Le USS Nimitz est arrivé dans la région alors que les États-Unis ont porté des accusations contre l’ancien président cubain Raúl Castro, un geste qualifié par le rapport de démonstration de force publique.
Marc Cancian, ancien responsable du Pentagone et analyste au Center for Strategic and International Studies, a expliqué que la présence du Nimitz vise principalement à dissuader, mais pourrait être utilisée dans une opération militaire si nécessaire. Il a précisé que le porte-avions et les avions de combat basés en Floride et à Porto Rico joueraient un rôle clé dans toute action contre Cuba, notamment en frappant les défenses aériennes ou le commandement politique cubain.
Cependant, l’administration américaine fait face à des contraintes temporelles, plusieurs navires déployés depuis l’été approchant la limite des dix mois en mer, dépassant ainsi la durée habituelle des missions. Cette situation suscite des inquiétudes au sein du ministère de la Défense concernant l’épuisement des équipages, d’autant que des opérations de blocus contre des navires iraniens dans le golfe Persique se poursuivent.
Le porte-parole de la Maison-Blanche a renvoyé les questions relatives aux mouvements militaires vers le Pentagone. La marine américaine a refusé de commenter les déploiements en cours, et le commandement des forces navales du Sud n’a pas répondu aux sollicitations.
Un responsable de la défense a indiqué que « la prolongation répétée des déploiements engendre des problèmes supplémentaires liés à l’entretien des navires et à leur remise en état après leur retour ».
Ces opérations prolongées interviennent après une mission de 11 mois du porte-avions USS Gerald R. Ford, qui a navigué entre l’Europe, les Caraïbes et le Moyen-Orient pendant le conflit avec l’Iran.
La mission du Nimitz, initialement prévue comme sa dernière après 50 ans de service, a été prolongée suite à la décision de la marine américaine de maintenir son activité jusqu’en 2027 au lieu de la retirer du service.

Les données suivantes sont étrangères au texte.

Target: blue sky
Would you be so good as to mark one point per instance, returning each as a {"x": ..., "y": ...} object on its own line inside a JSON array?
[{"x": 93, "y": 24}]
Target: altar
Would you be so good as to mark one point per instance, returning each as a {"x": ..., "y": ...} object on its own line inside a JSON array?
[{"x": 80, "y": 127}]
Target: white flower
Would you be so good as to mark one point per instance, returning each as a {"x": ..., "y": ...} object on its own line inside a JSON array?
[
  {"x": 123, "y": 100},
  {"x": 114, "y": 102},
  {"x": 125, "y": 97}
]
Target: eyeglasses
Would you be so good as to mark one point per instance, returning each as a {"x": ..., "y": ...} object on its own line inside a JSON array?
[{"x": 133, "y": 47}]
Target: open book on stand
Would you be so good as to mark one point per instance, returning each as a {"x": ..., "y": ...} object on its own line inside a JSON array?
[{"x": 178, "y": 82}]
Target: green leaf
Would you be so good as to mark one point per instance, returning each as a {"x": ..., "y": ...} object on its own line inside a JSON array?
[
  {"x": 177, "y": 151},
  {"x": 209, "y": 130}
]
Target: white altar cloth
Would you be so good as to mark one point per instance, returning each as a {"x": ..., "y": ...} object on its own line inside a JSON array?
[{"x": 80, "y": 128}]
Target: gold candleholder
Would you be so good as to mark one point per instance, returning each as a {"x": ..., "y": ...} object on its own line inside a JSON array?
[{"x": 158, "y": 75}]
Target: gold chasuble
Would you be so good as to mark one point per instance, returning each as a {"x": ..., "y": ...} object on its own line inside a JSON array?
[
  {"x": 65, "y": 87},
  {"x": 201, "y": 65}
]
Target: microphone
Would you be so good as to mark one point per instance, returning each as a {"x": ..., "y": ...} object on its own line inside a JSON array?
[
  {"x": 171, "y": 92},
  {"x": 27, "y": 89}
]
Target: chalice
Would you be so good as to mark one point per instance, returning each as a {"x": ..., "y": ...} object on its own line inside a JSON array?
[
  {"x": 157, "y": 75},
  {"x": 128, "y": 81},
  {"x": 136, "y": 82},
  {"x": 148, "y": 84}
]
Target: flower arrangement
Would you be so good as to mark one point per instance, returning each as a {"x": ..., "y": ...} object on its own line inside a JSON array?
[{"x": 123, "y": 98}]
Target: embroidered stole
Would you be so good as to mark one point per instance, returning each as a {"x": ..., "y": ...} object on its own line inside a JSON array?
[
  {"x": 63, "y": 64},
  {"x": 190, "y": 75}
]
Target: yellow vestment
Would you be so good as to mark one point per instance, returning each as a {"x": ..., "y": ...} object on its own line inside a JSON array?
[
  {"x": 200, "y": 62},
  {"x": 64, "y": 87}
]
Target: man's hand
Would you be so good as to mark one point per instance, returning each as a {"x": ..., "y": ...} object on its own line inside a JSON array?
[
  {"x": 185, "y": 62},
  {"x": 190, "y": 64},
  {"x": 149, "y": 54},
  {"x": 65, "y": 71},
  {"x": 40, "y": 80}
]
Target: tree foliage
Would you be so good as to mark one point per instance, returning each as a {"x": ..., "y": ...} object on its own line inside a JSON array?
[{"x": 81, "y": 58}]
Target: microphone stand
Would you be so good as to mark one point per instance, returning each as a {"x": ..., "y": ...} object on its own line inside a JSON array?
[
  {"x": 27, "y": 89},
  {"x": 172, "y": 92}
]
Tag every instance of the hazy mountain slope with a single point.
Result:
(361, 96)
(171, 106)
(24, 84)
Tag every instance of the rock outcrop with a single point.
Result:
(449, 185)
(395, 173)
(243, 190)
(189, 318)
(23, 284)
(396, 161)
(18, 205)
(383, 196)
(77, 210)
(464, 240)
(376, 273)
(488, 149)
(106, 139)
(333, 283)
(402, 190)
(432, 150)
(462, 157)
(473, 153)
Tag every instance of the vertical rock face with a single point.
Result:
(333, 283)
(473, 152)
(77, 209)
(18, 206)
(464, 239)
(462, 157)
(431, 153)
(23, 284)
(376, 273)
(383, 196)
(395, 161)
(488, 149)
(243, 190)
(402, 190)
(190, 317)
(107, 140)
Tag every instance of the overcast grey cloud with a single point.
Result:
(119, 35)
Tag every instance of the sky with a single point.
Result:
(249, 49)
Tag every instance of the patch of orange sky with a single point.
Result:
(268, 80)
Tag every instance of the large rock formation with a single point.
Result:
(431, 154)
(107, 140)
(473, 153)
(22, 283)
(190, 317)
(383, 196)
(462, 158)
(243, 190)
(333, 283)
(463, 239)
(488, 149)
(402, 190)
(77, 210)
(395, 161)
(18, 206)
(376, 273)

Le rapport précise également que les navires amphibies USS Iwo Jima et USS Fort Lauderdale sont restés en service depuis l’été, malgré l’annonce du corps des Marines de leur retour à Norfolk la semaine prochaine.
La prolongation des déploiements affecte directement les soldats et marines, qui s’attendaient à rentrer selon le calendrier initial, avant que leurs missions ne soient prolongées de plusieurs mois.
Joe Blinzler, officier retraité du corps des Marines, a déclaré que « la nature des déploiements militaires est toujours marquée par l’incertitude, mais la prolongation indéfinie des missions impacte la volonté des militaires de poursuivre leur carrière et complique la gestion des familles confrontées à des rotations supplémentaires ».